Yapay zekanın sağa sola kayma dışında bir faaliyeti olmadığını ve nefret ettiğim bilmemkim gelene kadar bilmemneyi savun görevlerinin fazlalığını da ekleyelim bunlara lütfen.. Unreal 2, bu kadar hevesle beklenmesinden kaybediyor aslında. Normalde gayet güzel bir fps (şu anda piyasada bulabilceğiniz en iyi fps bu arada) deyip geçebilirdik, ancak birinci bölümle kıyaslandığında güzel grafikler dışında hiç ama hiçbir artısı yok. Aksine, tam da “piyasa şartlarına” uygun hazırlanmış bir oyun, yani ağzından salyalar akıtan embesil amerikalı bebelerin keyifle oynayacağı tarzda, kısa ve kolay. Easy zorluk seviyesinin gerçekten de easy olduğunu önemle belirteyim bu arada, bir kez bile ölmeden tüm oyunu tamamlayabilirsiniz, ki bu da en zor seviyede bile maksimum üç gün sürüyor zaten..

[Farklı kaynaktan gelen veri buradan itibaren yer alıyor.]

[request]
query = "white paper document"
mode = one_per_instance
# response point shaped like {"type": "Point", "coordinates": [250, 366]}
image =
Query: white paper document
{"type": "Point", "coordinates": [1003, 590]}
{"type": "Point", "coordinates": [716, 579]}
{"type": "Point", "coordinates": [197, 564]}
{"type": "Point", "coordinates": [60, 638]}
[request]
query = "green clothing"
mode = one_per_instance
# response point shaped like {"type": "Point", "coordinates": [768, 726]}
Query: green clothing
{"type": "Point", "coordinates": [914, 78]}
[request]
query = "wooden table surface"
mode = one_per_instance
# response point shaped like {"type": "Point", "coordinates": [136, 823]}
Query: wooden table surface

Özet? Özet şudur sevgili okuyucu, Unreal 2 birincisinin yanına bile yaklaşamamıştır ve güzel grafikleri dışında hakkında hiçbir şey hatırlamayacağım bir oyundur. Birincisini şimdi de oturur oynarım (hatta şu anda yüklüyorum bile, gaza geldim) ama ikincisini tekrar oynamak aklımın ucundan bile geçmiyor. Ortalıktaki şu uzun zamandır beklenen bir oyunun çıkmasının yarattığı heyecan dağıldıktan sonra, çoğu kişinin de benim gibi düşüneceğini sanıyorum. Niyetiniz iyi bir fps oynamak ise (ve güçlü de bir sisteminiz varsa) hemen gidip alın, ancak “efsanenin” devamını oynamak istiyorsanız, maalesef.. Sizi -benzer bir hayal kırıklığı yaratacağından korktuğum- Doom 3’ü beklemeye davet ediyorum.